Huawei’s artificial intelligence division, Noah’s Ark Lab, has refuted allegations that its Pangu Pro Moe large language model is derived from Alibaba’s Qwen 2.5-14B. The denial came in response to a paper posted by an anonymous group called HonestAGI on code-sharing platform GitHub.

The paper, written in English, claimed that Huawei’s Pangu Pro Moe demonstrated an “extraordinary correlation” with Alibaba’s Qwen 2.5-14B, suggesting that Huawei’s model may not have been trained from scratch. It further alleged that the model was the result of “upcycling” — a process that repurposes existing models — and raised concerns over potential copyright infringement, inaccuracies in technical documentation, and misrepresentation of Huawei’s claimed investment in model training.

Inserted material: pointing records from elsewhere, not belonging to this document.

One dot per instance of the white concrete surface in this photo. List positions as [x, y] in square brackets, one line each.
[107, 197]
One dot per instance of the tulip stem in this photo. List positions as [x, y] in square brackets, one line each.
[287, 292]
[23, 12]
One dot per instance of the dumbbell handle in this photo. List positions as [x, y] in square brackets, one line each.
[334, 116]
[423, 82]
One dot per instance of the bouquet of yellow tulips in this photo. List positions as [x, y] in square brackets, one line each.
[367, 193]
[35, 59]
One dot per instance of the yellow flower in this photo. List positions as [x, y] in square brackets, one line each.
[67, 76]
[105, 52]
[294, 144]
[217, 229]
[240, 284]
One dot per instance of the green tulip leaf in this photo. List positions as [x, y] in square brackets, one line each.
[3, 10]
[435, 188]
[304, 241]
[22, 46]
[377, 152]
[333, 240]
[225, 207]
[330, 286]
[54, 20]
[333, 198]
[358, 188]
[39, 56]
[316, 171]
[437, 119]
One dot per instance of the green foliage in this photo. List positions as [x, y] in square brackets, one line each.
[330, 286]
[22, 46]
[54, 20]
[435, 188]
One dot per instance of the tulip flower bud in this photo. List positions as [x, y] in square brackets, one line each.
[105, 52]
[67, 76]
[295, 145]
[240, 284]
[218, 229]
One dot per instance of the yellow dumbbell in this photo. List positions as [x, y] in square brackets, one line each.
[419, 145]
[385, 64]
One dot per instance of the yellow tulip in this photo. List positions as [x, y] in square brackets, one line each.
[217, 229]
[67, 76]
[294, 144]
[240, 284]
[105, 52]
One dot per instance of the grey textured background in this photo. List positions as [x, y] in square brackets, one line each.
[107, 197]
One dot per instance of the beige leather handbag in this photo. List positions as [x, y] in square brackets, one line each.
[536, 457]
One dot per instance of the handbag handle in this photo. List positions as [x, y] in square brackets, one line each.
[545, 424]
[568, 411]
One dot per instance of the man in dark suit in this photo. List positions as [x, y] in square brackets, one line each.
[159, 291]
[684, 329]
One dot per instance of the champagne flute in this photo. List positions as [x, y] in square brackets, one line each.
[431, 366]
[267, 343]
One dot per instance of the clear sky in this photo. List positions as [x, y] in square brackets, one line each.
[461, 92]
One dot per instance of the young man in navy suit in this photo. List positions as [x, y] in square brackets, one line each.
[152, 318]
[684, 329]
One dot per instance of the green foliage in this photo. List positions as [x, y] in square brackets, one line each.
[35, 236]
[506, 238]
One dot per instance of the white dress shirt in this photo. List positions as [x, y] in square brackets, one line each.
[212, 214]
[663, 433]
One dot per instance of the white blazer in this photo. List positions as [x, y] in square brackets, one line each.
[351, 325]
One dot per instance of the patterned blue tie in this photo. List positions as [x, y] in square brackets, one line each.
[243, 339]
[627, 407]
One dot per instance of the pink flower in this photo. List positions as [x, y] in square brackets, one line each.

Noah’s Ark Lab issued a public statement on Saturday, asserting that the Pangu Pro Moe was developed independently and not based on “incremental training of other manufacturers’ models.” The lab emphasized its “key innovations in architecture design and technical features,” and noted that it is the first large-scale model built entirely on Huawei’s proprietary Ascend chipsets.

The statement also mentioned that the team complied with all open-source license requirements for any third-party code used, though it did not specify which open-source resources, if any, were referenced.

Alibaba has yet to respond to media inquiries regarding the matter, and HonestAGI remains anonymous, with no available contact information.

Huawei initially launched its Pangu model in 2021 but has been viewed as trailing other Chinese AI leaders in recent years. In June, the company open-sourced its Pangu Pro Moe models on the Chinese developer platform GitCode, aiming to accelerate adoption by offering developers free access.

While Alibaba’s Qwen series, released in May 2024, is tailored more for consumer applications — including chatbot functions — Huawei’s Pangu models have largely been applied in sectors like government, finance, and manufacturing.

The release of Chinese startup DeepSeek’s low-cost open-source model R1 earlier this year has intensified competition among domestic tech giants, raising the stakes for AI leadership in the region.